Плебеи донесли их до середины здания, где зияла темнотой яма метров десяти в диаметре без заграждения.
– В конце пути просто расслабьтесь, – сказал Лено, – вы приземлитесь на ноги.
И послал Плавтине единственную мысль, в которую вложил всю силу своего убеждения, умоляя ее довериться им. Она устала и перестала вырываться, расслабилась в их руках, словно была святой реликвией, статуей божества, по странной инверсии, из-за которой в этом постчеловеческом мире плоть превозносили больше, чем материю и идею, вместе взятые. Что до Аттика, он продолжал отбиваться, как зверь, извергая непрерывный поток ругательств. Но это ничего не изменило. Автоматы бросили их в пустоту.
По другую сторону Урбса, где мрамор краснел в лучах Проксимы Центавра, на фоне темного ангара, созданного для Кораблей размером с город, в отсеке, скрытом в глубине судна, небо голубым плащом накрыло тропический остров. Он выглядел так, будто его украли из какого-то архипелага изначальной планеты, чей белый песок едва возвышался над волнами.
Эврибиад отогнал желание потянуться и выскользнул из постели. Фотида, которая свернулась рядом калачиком, расправив уши на подушке, что-то прорычала, но не проснулась. Тонкие золотые лучи, пронизавшие стену бамбуковой хижины и усыпавшие комнату мириадами солнечных пятен, не смогли ее разбудить. Ничего удивительного – это было короткое затишье после бури.
Он залюбовался нежным изгибом пасти Фотиды и ярко-розовыми губами, из-под которых выступали мощные ослепительно-белые клыки. Эврибиад подавил желание дотронуться лапой до ее черной блестящей шерсти. Счастье кроется в редких моментах, наполненных присутствием любимого существа, и ощущается как никогда остро, если к этому существу возвращаешься после долгой разлуки. Ничего тут не скажешь – остается только блаженно улыбаться, что он невольно и делал. Людопес отвернулся, поправил набедренную повязку и пошел умываться.

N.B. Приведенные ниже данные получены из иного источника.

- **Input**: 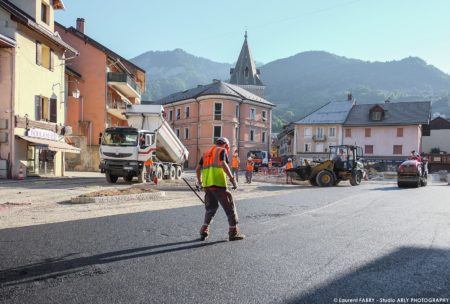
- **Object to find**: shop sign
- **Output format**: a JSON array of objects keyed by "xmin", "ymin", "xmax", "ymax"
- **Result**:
[{"xmin": 27, "ymin": 128, "xmax": 58, "ymax": 140}]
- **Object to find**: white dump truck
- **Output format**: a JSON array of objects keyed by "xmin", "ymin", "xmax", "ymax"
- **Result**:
[{"xmin": 100, "ymin": 105, "xmax": 189, "ymax": 183}]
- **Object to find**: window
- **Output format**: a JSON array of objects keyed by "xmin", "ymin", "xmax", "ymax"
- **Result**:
[
  {"xmin": 303, "ymin": 128, "xmax": 312, "ymax": 137},
  {"xmin": 394, "ymin": 145, "xmax": 402, "ymax": 154},
  {"xmin": 213, "ymin": 126, "xmax": 222, "ymax": 143},
  {"xmin": 328, "ymin": 128, "xmax": 336, "ymax": 137},
  {"xmin": 41, "ymin": 3, "xmax": 50, "ymax": 24},
  {"xmin": 316, "ymin": 128, "xmax": 323, "ymax": 139},
  {"xmin": 36, "ymin": 41, "xmax": 55, "ymax": 71},
  {"xmin": 370, "ymin": 111, "xmax": 383, "ymax": 120},
  {"xmin": 214, "ymin": 103, "xmax": 222, "ymax": 120},
  {"xmin": 250, "ymin": 130, "xmax": 255, "ymax": 141},
  {"xmin": 250, "ymin": 108, "xmax": 256, "ymax": 120},
  {"xmin": 345, "ymin": 129, "xmax": 352, "ymax": 137}
]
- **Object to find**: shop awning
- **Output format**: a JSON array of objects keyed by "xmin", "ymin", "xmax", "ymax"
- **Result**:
[
  {"xmin": 106, "ymin": 109, "xmax": 127, "ymax": 120},
  {"xmin": 17, "ymin": 135, "xmax": 81, "ymax": 154}
]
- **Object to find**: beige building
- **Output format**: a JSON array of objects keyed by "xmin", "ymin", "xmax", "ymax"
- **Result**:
[
  {"xmin": 292, "ymin": 98, "xmax": 353, "ymax": 165},
  {"xmin": 158, "ymin": 80, "xmax": 274, "ymax": 168},
  {"xmin": 0, "ymin": 0, "xmax": 79, "ymax": 178}
]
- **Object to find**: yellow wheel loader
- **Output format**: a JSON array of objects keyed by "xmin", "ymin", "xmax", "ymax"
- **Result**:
[{"xmin": 286, "ymin": 145, "xmax": 364, "ymax": 187}]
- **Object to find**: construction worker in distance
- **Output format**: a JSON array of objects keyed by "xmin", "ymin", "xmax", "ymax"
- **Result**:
[
  {"xmin": 284, "ymin": 158, "xmax": 294, "ymax": 184},
  {"xmin": 196, "ymin": 137, "xmax": 245, "ymax": 241},
  {"xmin": 245, "ymin": 157, "xmax": 255, "ymax": 184},
  {"xmin": 231, "ymin": 149, "xmax": 240, "ymax": 183}
]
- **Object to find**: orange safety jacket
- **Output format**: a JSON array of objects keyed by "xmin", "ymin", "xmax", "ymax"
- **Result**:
[
  {"xmin": 231, "ymin": 156, "xmax": 239, "ymax": 169},
  {"xmin": 202, "ymin": 146, "xmax": 227, "ymax": 188}
]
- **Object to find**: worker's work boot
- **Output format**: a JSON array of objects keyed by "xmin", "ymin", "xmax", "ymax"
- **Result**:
[
  {"xmin": 200, "ymin": 225, "xmax": 209, "ymax": 241},
  {"xmin": 228, "ymin": 228, "xmax": 245, "ymax": 241}
]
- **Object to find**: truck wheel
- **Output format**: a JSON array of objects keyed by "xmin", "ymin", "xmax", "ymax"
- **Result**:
[
  {"xmin": 169, "ymin": 166, "xmax": 177, "ymax": 180},
  {"xmin": 156, "ymin": 166, "xmax": 164, "ymax": 180},
  {"xmin": 316, "ymin": 170, "xmax": 334, "ymax": 187},
  {"xmin": 123, "ymin": 174, "xmax": 133, "ymax": 183},
  {"xmin": 350, "ymin": 171, "xmax": 362, "ymax": 186},
  {"xmin": 138, "ymin": 166, "xmax": 147, "ymax": 183},
  {"xmin": 175, "ymin": 166, "xmax": 183, "ymax": 179},
  {"xmin": 105, "ymin": 171, "xmax": 119, "ymax": 184}
]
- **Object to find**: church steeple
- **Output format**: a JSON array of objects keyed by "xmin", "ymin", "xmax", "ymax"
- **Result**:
[{"xmin": 230, "ymin": 31, "xmax": 264, "ymax": 97}]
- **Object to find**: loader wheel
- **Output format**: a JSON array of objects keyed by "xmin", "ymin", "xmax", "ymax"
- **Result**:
[
  {"xmin": 106, "ymin": 171, "xmax": 119, "ymax": 184},
  {"xmin": 316, "ymin": 170, "xmax": 334, "ymax": 187},
  {"xmin": 350, "ymin": 171, "xmax": 362, "ymax": 186},
  {"xmin": 169, "ymin": 166, "xmax": 177, "ymax": 180},
  {"xmin": 156, "ymin": 166, "xmax": 164, "ymax": 180},
  {"xmin": 123, "ymin": 174, "xmax": 133, "ymax": 183}
]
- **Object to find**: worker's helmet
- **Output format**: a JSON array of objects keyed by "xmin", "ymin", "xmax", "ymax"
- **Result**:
[{"xmin": 216, "ymin": 137, "xmax": 230, "ymax": 147}]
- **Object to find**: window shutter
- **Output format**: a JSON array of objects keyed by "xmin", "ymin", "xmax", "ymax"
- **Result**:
[
  {"xmin": 36, "ymin": 41, "xmax": 42, "ymax": 65},
  {"xmin": 34, "ymin": 95, "xmax": 42, "ymax": 120},
  {"xmin": 50, "ymin": 98, "xmax": 57, "ymax": 122},
  {"xmin": 49, "ymin": 49, "xmax": 55, "ymax": 71}
]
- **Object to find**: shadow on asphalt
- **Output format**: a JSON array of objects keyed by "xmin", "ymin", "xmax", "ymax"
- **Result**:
[
  {"xmin": 285, "ymin": 247, "xmax": 450, "ymax": 304},
  {"xmin": 0, "ymin": 239, "xmax": 227, "ymax": 287}
]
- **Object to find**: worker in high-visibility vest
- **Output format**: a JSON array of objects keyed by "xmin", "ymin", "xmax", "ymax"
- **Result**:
[
  {"xmin": 231, "ymin": 149, "xmax": 240, "ymax": 182},
  {"xmin": 245, "ymin": 157, "xmax": 255, "ymax": 184},
  {"xmin": 284, "ymin": 158, "xmax": 294, "ymax": 184},
  {"xmin": 196, "ymin": 137, "xmax": 245, "ymax": 241}
]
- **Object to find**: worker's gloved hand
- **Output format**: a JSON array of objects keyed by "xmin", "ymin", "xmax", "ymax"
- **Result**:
[
  {"xmin": 230, "ymin": 177, "xmax": 237, "ymax": 190},
  {"xmin": 195, "ymin": 182, "xmax": 203, "ymax": 191}
]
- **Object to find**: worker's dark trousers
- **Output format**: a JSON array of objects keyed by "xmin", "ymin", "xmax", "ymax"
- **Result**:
[{"xmin": 204, "ymin": 186, "xmax": 238, "ymax": 227}]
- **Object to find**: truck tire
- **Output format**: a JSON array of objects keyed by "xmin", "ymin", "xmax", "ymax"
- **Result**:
[
  {"xmin": 105, "ymin": 171, "xmax": 119, "ymax": 184},
  {"xmin": 316, "ymin": 170, "xmax": 334, "ymax": 187},
  {"xmin": 156, "ymin": 166, "xmax": 164, "ymax": 180},
  {"xmin": 138, "ymin": 166, "xmax": 147, "ymax": 183},
  {"xmin": 350, "ymin": 171, "xmax": 362, "ymax": 186},
  {"xmin": 123, "ymin": 174, "xmax": 133, "ymax": 183},
  {"xmin": 169, "ymin": 166, "xmax": 177, "ymax": 180},
  {"xmin": 175, "ymin": 166, "xmax": 183, "ymax": 179}
]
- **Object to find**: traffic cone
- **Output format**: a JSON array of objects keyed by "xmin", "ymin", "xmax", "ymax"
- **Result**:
[{"xmin": 17, "ymin": 165, "xmax": 25, "ymax": 180}]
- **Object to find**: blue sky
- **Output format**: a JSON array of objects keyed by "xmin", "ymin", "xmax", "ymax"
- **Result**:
[{"xmin": 56, "ymin": 0, "xmax": 450, "ymax": 74}]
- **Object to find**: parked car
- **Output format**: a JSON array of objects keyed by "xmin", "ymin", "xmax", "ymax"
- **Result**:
[{"xmin": 397, "ymin": 159, "xmax": 428, "ymax": 188}]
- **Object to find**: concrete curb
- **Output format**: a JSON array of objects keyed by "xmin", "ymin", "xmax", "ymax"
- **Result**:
[{"xmin": 70, "ymin": 191, "xmax": 166, "ymax": 204}]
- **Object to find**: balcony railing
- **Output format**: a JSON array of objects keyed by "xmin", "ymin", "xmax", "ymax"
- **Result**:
[
  {"xmin": 313, "ymin": 135, "xmax": 327, "ymax": 142},
  {"xmin": 107, "ymin": 72, "xmax": 141, "ymax": 97}
]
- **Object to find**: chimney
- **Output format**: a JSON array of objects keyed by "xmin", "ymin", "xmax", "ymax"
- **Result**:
[{"xmin": 77, "ymin": 18, "xmax": 84, "ymax": 34}]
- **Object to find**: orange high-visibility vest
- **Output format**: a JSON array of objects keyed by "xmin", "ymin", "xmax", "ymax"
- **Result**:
[
  {"xmin": 231, "ymin": 156, "xmax": 239, "ymax": 169},
  {"xmin": 202, "ymin": 146, "xmax": 227, "ymax": 188}
]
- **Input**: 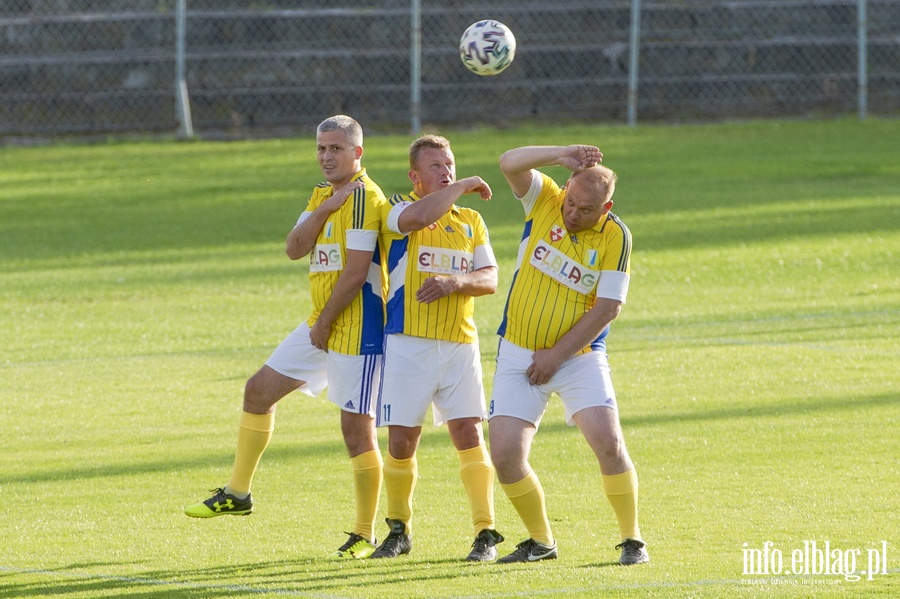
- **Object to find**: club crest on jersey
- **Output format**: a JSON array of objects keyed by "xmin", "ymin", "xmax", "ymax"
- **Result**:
[
  {"xmin": 550, "ymin": 225, "xmax": 566, "ymax": 243},
  {"xmin": 416, "ymin": 245, "xmax": 475, "ymax": 275},
  {"xmin": 530, "ymin": 241, "xmax": 600, "ymax": 295},
  {"xmin": 309, "ymin": 243, "xmax": 344, "ymax": 272}
]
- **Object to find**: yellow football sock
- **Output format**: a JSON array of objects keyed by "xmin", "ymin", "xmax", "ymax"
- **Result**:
[
  {"xmin": 226, "ymin": 412, "xmax": 275, "ymax": 496},
  {"xmin": 603, "ymin": 468, "xmax": 641, "ymax": 541},
  {"xmin": 350, "ymin": 449, "xmax": 383, "ymax": 541},
  {"xmin": 500, "ymin": 470, "xmax": 553, "ymax": 546},
  {"xmin": 384, "ymin": 452, "xmax": 419, "ymax": 534},
  {"xmin": 457, "ymin": 443, "xmax": 494, "ymax": 535}
]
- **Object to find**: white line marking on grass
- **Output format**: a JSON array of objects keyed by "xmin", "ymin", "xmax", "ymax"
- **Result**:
[
  {"xmin": 0, "ymin": 566, "xmax": 354, "ymax": 599},
  {"xmin": 0, "ymin": 566, "xmax": 900, "ymax": 599}
]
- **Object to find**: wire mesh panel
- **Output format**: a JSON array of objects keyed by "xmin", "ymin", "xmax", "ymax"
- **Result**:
[{"xmin": 0, "ymin": 0, "xmax": 900, "ymax": 136}]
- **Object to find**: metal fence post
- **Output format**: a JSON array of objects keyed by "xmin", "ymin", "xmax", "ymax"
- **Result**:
[
  {"xmin": 175, "ymin": 0, "xmax": 194, "ymax": 138},
  {"xmin": 856, "ymin": 0, "xmax": 869, "ymax": 121},
  {"xmin": 409, "ymin": 0, "xmax": 422, "ymax": 135},
  {"xmin": 627, "ymin": 0, "xmax": 641, "ymax": 127}
]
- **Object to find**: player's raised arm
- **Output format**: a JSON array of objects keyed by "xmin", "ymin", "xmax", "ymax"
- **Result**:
[
  {"xmin": 397, "ymin": 177, "xmax": 491, "ymax": 234},
  {"xmin": 284, "ymin": 180, "xmax": 364, "ymax": 260},
  {"xmin": 500, "ymin": 145, "xmax": 603, "ymax": 197}
]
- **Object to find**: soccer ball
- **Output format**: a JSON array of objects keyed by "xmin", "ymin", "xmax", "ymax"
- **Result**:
[{"xmin": 459, "ymin": 20, "xmax": 516, "ymax": 76}]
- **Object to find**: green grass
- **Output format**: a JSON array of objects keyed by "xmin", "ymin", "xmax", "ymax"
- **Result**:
[{"xmin": 0, "ymin": 120, "xmax": 900, "ymax": 599}]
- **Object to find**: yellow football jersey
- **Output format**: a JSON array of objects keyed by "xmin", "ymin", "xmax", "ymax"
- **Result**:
[
  {"xmin": 498, "ymin": 174, "xmax": 631, "ymax": 353},
  {"xmin": 382, "ymin": 193, "xmax": 497, "ymax": 343},
  {"xmin": 306, "ymin": 169, "xmax": 387, "ymax": 355}
]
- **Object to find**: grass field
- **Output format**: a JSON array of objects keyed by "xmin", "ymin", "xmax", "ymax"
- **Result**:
[{"xmin": 0, "ymin": 120, "xmax": 900, "ymax": 599}]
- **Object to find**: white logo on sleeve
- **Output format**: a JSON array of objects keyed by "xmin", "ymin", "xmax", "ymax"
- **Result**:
[{"xmin": 309, "ymin": 243, "xmax": 344, "ymax": 272}]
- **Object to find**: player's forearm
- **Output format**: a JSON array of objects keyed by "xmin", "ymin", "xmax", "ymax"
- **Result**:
[
  {"xmin": 284, "ymin": 207, "xmax": 331, "ymax": 260},
  {"xmin": 397, "ymin": 181, "xmax": 466, "ymax": 234},
  {"xmin": 500, "ymin": 146, "xmax": 565, "ymax": 175},
  {"xmin": 456, "ymin": 266, "xmax": 497, "ymax": 297},
  {"xmin": 553, "ymin": 298, "xmax": 622, "ymax": 359},
  {"xmin": 317, "ymin": 250, "xmax": 372, "ymax": 326}
]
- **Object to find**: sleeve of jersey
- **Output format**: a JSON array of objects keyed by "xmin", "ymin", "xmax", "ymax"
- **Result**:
[
  {"xmin": 384, "ymin": 196, "xmax": 412, "ymax": 237},
  {"xmin": 294, "ymin": 191, "xmax": 320, "ymax": 227},
  {"xmin": 597, "ymin": 219, "xmax": 631, "ymax": 304},
  {"xmin": 474, "ymin": 214, "xmax": 497, "ymax": 270},
  {"xmin": 516, "ymin": 170, "xmax": 552, "ymax": 218},
  {"xmin": 347, "ymin": 188, "xmax": 384, "ymax": 252}
]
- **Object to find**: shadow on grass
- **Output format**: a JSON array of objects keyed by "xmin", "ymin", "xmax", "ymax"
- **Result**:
[
  {"xmin": 541, "ymin": 393, "xmax": 897, "ymax": 433},
  {"xmin": 7, "ymin": 393, "xmax": 897, "ymax": 488},
  {"xmin": 0, "ymin": 558, "xmax": 506, "ymax": 599}
]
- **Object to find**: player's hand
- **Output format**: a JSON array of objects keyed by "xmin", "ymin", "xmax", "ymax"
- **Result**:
[
  {"xmin": 416, "ymin": 275, "xmax": 456, "ymax": 304},
  {"xmin": 558, "ymin": 145, "xmax": 603, "ymax": 173},
  {"xmin": 322, "ymin": 179, "xmax": 366, "ymax": 212},
  {"xmin": 525, "ymin": 348, "xmax": 565, "ymax": 385},
  {"xmin": 309, "ymin": 320, "xmax": 331, "ymax": 353},
  {"xmin": 459, "ymin": 176, "xmax": 492, "ymax": 201}
]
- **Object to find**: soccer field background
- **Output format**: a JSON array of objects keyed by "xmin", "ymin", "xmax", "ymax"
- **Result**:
[{"xmin": 0, "ymin": 119, "xmax": 900, "ymax": 599}]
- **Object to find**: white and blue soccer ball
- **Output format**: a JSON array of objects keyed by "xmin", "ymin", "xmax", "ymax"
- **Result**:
[{"xmin": 459, "ymin": 19, "xmax": 516, "ymax": 76}]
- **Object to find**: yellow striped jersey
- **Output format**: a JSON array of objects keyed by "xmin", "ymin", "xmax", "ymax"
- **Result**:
[
  {"xmin": 301, "ymin": 169, "xmax": 387, "ymax": 355},
  {"xmin": 382, "ymin": 193, "xmax": 497, "ymax": 343},
  {"xmin": 498, "ymin": 171, "xmax": 631, "ymax": 353}
]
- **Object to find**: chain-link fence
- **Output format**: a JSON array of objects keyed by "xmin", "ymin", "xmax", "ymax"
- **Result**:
[{"xmin": 0, "ymin": 0, "xmax": 900, "ymax": 136}]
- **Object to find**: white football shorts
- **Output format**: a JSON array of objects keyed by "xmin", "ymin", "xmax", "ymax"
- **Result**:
[
  {"xmin": 376, "ymin": 334, "xmax": 487, "ymax": 427},
  {"xmin": 266, "ymin": 322, "xmax": 381, "ymax": 418},
  {"xmin": 488, "ymin": 339, "xmax": 617, "ymax": 426}
]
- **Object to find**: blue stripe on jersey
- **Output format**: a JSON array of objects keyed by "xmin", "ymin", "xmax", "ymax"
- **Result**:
[
  {"xmin": 359, "ymin": 243, "xmax": 384, "ymax": 356},
  {"xmin": 359, "ymin": 282, "xmax": 384, "ymax": 356},
  {"xmin": 351, "ymin": 187, "xmax": 366, "ymax": 229},
  {"xmin": 609, "ymin": 212, "xmax": 631, "ymax": 272},
  {"xmin": 497, "ymin": 219, "xmax": 534, "ymax": 337},
  {"xmin": 384, "ymin": 236, "xmax": 409, "ymax": 334}
]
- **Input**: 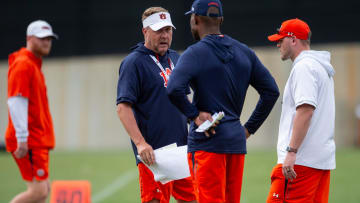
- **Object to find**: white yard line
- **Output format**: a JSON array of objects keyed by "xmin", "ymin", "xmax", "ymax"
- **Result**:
[{"xmin": 92, "ymin": 170, "xmax": 137, "ymax": 203}]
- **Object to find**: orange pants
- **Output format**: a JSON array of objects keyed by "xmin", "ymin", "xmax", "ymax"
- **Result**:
[
  {"xmin": 11, "ymin": 149, "xmax": 49, "ymax": 182},
  {"xmin": 188, "ymin": 151, "xmax": 245, "ymax": 203},
  {"xmin": 138, "ymin": 163, "xmax": 196, "ymax": 203},
  {"xmin": 266, "ymin": 164, "xmax": 330, "ymax": 203}
]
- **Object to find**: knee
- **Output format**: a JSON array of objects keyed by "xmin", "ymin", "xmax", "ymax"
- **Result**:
[{"xmin": 30, "ymin": 184, "xmax": 50, "ymax": 202}]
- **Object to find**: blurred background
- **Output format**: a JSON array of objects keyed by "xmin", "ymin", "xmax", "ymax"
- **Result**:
[{"xmin": 0, "ymin": 0, "xmax": 360, "ymax": 202}]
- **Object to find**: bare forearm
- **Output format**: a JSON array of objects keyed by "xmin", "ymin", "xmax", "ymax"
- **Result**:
[
  {"xmin": 289, "ymin": 104, "xmax": 314, "ymax": 149},
  {"xmin": 117, "ymin": 103, "xmax": 145, "ymax": 145}
]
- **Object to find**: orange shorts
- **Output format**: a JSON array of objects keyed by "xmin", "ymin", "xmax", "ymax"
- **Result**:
[
  {"xmin": 266, "ymin": 164, "xmax": 330, "ymax": 203},
  {"xmin": 188, "ymin": 151, "xmax": 245, "ymax": 203},
  {"xmin": 11, "ymin": 149, "xmax": 49, "ymax": 182},
  {"xmin": 138, "ymin": 163, "xmax": 196, "ymax": 203}
]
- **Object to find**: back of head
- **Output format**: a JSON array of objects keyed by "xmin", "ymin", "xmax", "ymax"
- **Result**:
[
  {"xmin": 185, "ymin": 0, "xmax": 223, "ymax": 27},
  {"xmin": 268, "ymin": 18, "xmax": 311, "ymax": 45},
  {"xmin": 26, "ymin": 20, "xmax": 58, "ymax": 39}
]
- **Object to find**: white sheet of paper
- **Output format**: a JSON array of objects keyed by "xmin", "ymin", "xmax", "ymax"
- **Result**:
[
  {"xmin": 137, "ymin": 145, "xmax": 190, "ymax": 184},
  {"xmin": 195, "ymin": 111, "xmax": 225, "ymax": 133}
]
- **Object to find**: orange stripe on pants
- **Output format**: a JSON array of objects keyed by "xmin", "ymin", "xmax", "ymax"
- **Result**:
[
  {"xmin": 266, "ymin": 164, "xmax": 330, "ymax": 203},
  {"xmin": 188, "ymin": 151, "xmax": 245, "ymax": 203}
]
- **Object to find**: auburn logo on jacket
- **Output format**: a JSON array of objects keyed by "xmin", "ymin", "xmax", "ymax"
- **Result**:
[{"xmin": 160, "ymin": 68, "xmax": 171, "ymax": 87}]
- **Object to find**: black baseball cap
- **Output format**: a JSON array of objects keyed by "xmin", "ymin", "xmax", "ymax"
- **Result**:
[{"xmin": 185, "ymin": 0, "xmax": 223, "ymax": 17}]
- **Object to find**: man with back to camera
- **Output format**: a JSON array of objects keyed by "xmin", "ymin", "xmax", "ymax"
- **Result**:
[
  {"xmin": 5, "ymin": 20, "xmax": 57, "ymax": 203},
  {"xmin": 267, "ymin": 19, "xmax": 335, "ymax": 203},
  {"xmin": 167, "ymin": 0, "xmax": 279, "ymax": 203},
  {"xmin": 116, "ymin": 7, "xmax": 196, "ymax": 203}
]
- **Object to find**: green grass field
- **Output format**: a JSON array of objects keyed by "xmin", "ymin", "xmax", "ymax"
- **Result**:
[{"xmin": 0, "ymin": 149, "xmax": 360, "ymax": 203}]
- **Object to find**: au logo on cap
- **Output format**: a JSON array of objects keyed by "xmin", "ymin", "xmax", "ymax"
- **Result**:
[{"xmin": 159, "ymin": 13, "xmax": 166, "ymax": 20}]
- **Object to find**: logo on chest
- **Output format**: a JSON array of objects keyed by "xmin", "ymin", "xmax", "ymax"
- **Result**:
[{"xmin": 159, "ymin": 68, "xmax": 171, "ymax": 87}]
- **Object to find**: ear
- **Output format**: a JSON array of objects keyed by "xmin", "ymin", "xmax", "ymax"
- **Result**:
[
  {"xmin": 142, "ymin": 28, "xmax": 147, "ymax": 37},
  {"xmin": 193, "ymin": 14, "xmax": 200, "ymax": 25}
]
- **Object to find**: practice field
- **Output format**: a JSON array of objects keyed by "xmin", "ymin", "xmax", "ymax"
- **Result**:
[{"xmin": 0, "ymin": 149, "xmax": 360, "ymax": 203}]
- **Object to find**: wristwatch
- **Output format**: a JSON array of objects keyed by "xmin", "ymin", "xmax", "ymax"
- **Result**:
[{"xmin": 286, "ymin": 146, "xmax": 297, "ymax": 154}]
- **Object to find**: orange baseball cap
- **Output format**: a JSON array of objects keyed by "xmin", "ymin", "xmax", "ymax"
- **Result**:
[{"xmin": 268, "ymin": 18, "xmax": 310, "ymax": 42}]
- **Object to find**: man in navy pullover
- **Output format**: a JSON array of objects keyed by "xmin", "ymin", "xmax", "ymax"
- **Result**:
[
  {"xmin": 116, "ymin": 7, "xmax": 195, "ymax": 203},
  {"xmin": 167, "ymin": 0, "xmax": 279, "ymax": 203}
]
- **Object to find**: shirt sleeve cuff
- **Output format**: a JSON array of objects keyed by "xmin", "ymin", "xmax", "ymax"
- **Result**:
[{"xmin": 16, "ymin": 132, "xmax": 29, "ymax": 142}]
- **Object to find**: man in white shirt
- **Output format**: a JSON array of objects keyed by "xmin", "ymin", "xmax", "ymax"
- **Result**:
[{"xmin": 267, "ymin": 19, "xmax": 335, "ymax": 203}]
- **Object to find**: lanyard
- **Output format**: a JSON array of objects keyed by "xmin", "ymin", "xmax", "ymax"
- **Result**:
[{"xmin": 149, "ymin": 55, "xmax": 174, "ymax": 80}]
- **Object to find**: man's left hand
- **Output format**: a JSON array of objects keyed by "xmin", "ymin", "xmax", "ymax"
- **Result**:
[
  {"xmin": 14, "ymin": 142, "xmax": 29, "ymax": 159},
  {"xmin": 282, "ymin": 152, "xmax": 296, "ymax": 180}
]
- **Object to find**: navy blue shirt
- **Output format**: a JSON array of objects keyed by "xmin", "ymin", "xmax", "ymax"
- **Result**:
[
  {"xmin": 116, "ymin": 43, "xmax": 189, "ymax": 163},
  {"xmin": 167, "ymin": 35, "xmax": 279, "ymax": 154}
]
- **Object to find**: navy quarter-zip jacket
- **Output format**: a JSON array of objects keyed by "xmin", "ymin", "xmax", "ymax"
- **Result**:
[{"xmin": 167, "ymin": 35, "xmax": 279, "ymax": 154}]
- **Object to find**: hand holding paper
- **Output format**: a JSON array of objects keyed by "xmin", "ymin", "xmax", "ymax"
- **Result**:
[
  {"xmin": 137, "ymin": 144, "xmax": 190, "ymax": 184},
  {"xmin": 195, "ymin": 111, "xmax": 225, "ymax": 133}
]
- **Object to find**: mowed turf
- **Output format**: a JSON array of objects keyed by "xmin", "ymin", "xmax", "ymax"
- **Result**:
[{"xmin": 0, "ymin": 149, "xmax": 360, "ymax": 203}]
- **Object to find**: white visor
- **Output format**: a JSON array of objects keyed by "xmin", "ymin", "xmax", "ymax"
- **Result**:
[
  {"xmin": 26, "ymin": 20, "xmax": 58, "ymax": 39},
  {"xmin": 143, "ymin": 12, "xmax": 176, "ymax": 31}
]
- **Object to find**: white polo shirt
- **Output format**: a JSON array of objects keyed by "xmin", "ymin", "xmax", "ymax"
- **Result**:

Рутилий ждал его у двери – прямой и бледный под светом уже слишком горячего солнца, будто призрак, вдруг вернувшийся из хтонической ночи и обивающий пороги живых. Эврибиад едва не шарахнулся назад от видения. Рутилий мгновенно вскочил и ухватил его за запястье.
– Не пугайтесь, мне нужно с вами поговорить.
Он сказал это своим наименее неприятным тоном – в его случае это означало скорее ворчание, нежели лай. Эврибиад отошел от двери и попытался расслабиться. Он не хотел, чтобы решили, будто он боится.
– Как вы сюда добрались?
– Вы думаете, что можете перекрыть все подходы в таком огромном пространстве?
– Конечно, нет, – усталым голосом ответил кибернет. – И все же…
Рутилий утомленно пожал плечами:
– Да в конце-то концов… На дне моря, недалеко от острова, множество люков. Вам понадобится специальное оснащение, чтобы до них добраться.
Лицо Эврибиада исказилось в агрессивной улыбке, обнажившей острые сверкающие зубы. Настал его черед пожать плечами, и он постарался сделать это с легкостью, которой не ощущал.
– В конце-то концов, как вы сказали, я об этом догадывался, но все же это интересная информация.
– Не ломайте голову, придумывая, как их заблокировать, – ответил Рутилий, словно прочтя его мысли. – Мне не слишком хочется регулярно здесь гулять.
Он потянул Эврибиада в тень, под фиговое дерево. Казалось, от жары ему нехорошо, как живому существу, – у него ведь не было шкуры, защищающей кожу. Задумавшись, деймон какое-то время рассматривал ствол, сплетенный из множества спутанных корней. Эврибиад сел на корточки и замолчал. Отношения у них с Рутилием по природе своей были сложными. Все из-за грубого характера автомата, а еще – из-за того, что тот был помощником Отона и исполнителем его воли. Но Рутилий поддержал Эврибиада, когда кибернет принял решение лететь на «Транзитории», в присущей ему сухой манере, без ненужных слов и лишних расшаркиваний. Если он пришел поговорить – значит, у него есть веская причина. На контрасте с ним Аттик, хоть и утверждал, что на их стороне, слишком много лавировал и измышлял, чтобы Эврибиад мог ему доверять. Не считая унижения, шепнул тихий внутренний голосок, которое Аттик нанес ему в бою.